Non-suppurative complications are rheumatic fever, post-streptococcal glomerulonephritis, PANDAS (pediatric autoimmune neuropsychiatric disorders associated with streptococcal infections), Sydenham chorea, and other autoimmune movement disorders.[19]
Deterrence and Patient Education
Patients must be counseled about the importance of completing the course of antibiotics. They should be advised to follow up with a health care provider and to maintain personal hygiene. The act of handwashing can severely decrease the chance of acquiring skin infections due to S. pyogenes.
Pearls and Other Issues
Ineffective treatment of skin or pharyngeal infection with group A streptococcus leads to acute rheumatic fever.
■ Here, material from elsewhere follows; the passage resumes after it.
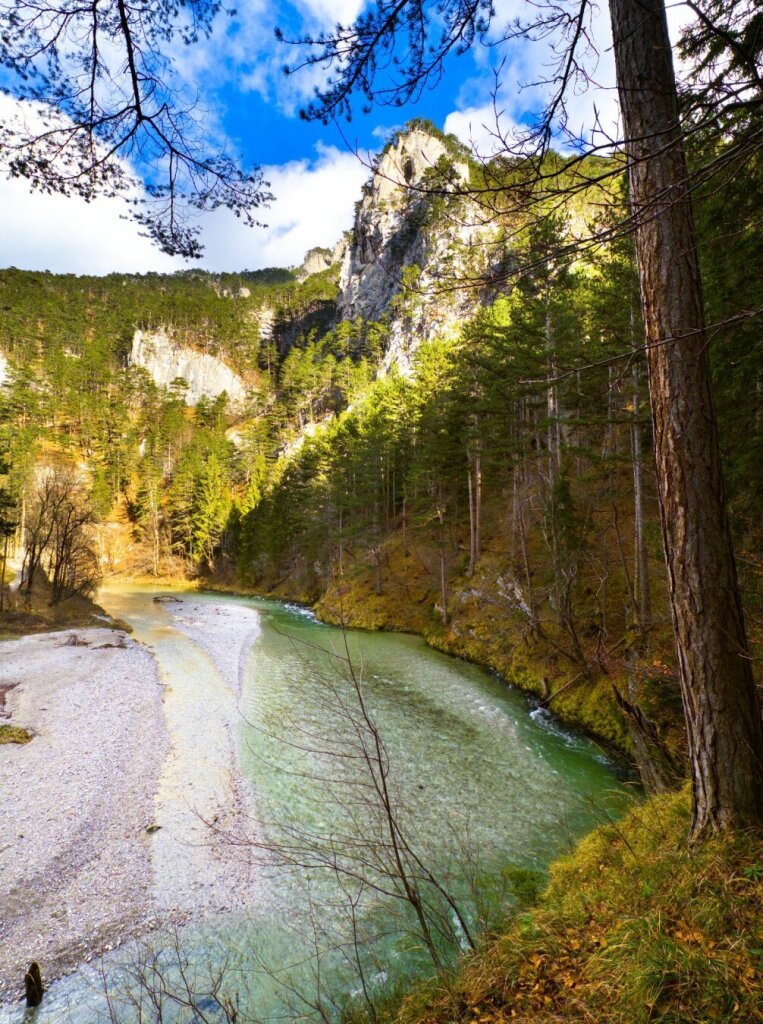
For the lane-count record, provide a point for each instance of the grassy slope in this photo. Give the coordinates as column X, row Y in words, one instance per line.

Prevention of recurrent episodes of ARF and the development of potential serious outcomes of rheumatic heart disease require secondarily prophylaxis of penicillin. Secondary prophylaxis is the most effective method of reducing the incidence of ARF and RHD. Nevertheless, primary prophylaxis is gaining popularity throughout the globe. Primary prevention comprises of prompt treatment of streptococcal throat or skin infection via a single injection of benzathine penicillin or oral penicillin for 10 days after confirmation of S. pyogenes infection. Not only does prompt antibiotic treatment reduce the burden of ARF, but it also reduces the incidence of suppurative complications like otitis media.
Enhancing Healthcare Team Outcomes
While the general health care provider is almost always involved in the care of patients with streptococcal infection, caring for patients with the severe streptococcal disease, it is important to consult with an interprofessional team of specialists that include a general surgeon, plastic surgeon, radiologist, infectious disease, and speciality trained nurses.
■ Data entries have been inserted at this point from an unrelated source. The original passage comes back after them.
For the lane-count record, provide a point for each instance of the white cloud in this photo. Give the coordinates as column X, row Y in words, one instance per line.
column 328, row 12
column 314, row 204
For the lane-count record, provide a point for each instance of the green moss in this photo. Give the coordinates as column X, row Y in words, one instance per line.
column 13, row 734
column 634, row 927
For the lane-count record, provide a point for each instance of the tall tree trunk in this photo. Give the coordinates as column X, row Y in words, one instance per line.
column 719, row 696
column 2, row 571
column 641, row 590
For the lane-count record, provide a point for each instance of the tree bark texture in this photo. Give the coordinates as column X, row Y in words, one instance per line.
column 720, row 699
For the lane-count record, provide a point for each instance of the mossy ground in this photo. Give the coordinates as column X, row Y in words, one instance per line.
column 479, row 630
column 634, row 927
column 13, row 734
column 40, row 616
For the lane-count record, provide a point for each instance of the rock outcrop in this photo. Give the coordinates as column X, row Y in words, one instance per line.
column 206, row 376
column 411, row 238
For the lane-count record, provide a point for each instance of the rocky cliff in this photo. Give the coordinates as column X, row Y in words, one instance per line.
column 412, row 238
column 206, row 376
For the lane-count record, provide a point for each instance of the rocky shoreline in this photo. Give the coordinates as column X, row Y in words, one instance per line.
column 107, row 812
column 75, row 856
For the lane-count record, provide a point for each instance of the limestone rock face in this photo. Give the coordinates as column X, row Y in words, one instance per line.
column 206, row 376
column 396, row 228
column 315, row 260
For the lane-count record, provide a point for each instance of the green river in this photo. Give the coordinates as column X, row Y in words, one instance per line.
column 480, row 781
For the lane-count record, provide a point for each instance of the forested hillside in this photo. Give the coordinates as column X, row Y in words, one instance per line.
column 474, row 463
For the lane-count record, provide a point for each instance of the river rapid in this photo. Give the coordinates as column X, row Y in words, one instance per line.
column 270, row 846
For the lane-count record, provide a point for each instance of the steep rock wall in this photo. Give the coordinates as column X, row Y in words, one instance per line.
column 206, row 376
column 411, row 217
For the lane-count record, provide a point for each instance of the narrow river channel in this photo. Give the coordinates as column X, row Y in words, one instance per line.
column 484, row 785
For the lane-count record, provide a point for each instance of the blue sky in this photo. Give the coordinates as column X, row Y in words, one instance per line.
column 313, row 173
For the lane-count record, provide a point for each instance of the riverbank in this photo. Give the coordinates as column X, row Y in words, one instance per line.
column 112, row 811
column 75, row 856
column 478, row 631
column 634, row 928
Necrotizing fasciitis is a life-threatening condition, and due to the complexity of this disease, a team approach is required. Since necrotizing fasciitis is a surgical emergency, it is required that the patient should be admitted to a surgical intensive care unit, where the medical staff is skilled in performing debridement and, if needed, reconstructive surgery. Emergent surgical consultation is required to explore and debride the necrotic tissue. In addition, surgical exploration identifies the aetiology and extent of necrosis. CT and MRI may be helpful to locate the primary foci of infection. Hemodynamic stability should be maintained.
In patients with toxic shock syndrome, monitoring of cardiac output is important. Due to the high incidence of acute respiratory distress syndrome (55%) in patients with severe Streptoccoal soft tissue infection, intubation, and ventilatory support are needed. Greater than 50% of patients with severe soft tissue infections can develop acute renal failure; hence, dialysis may be needed.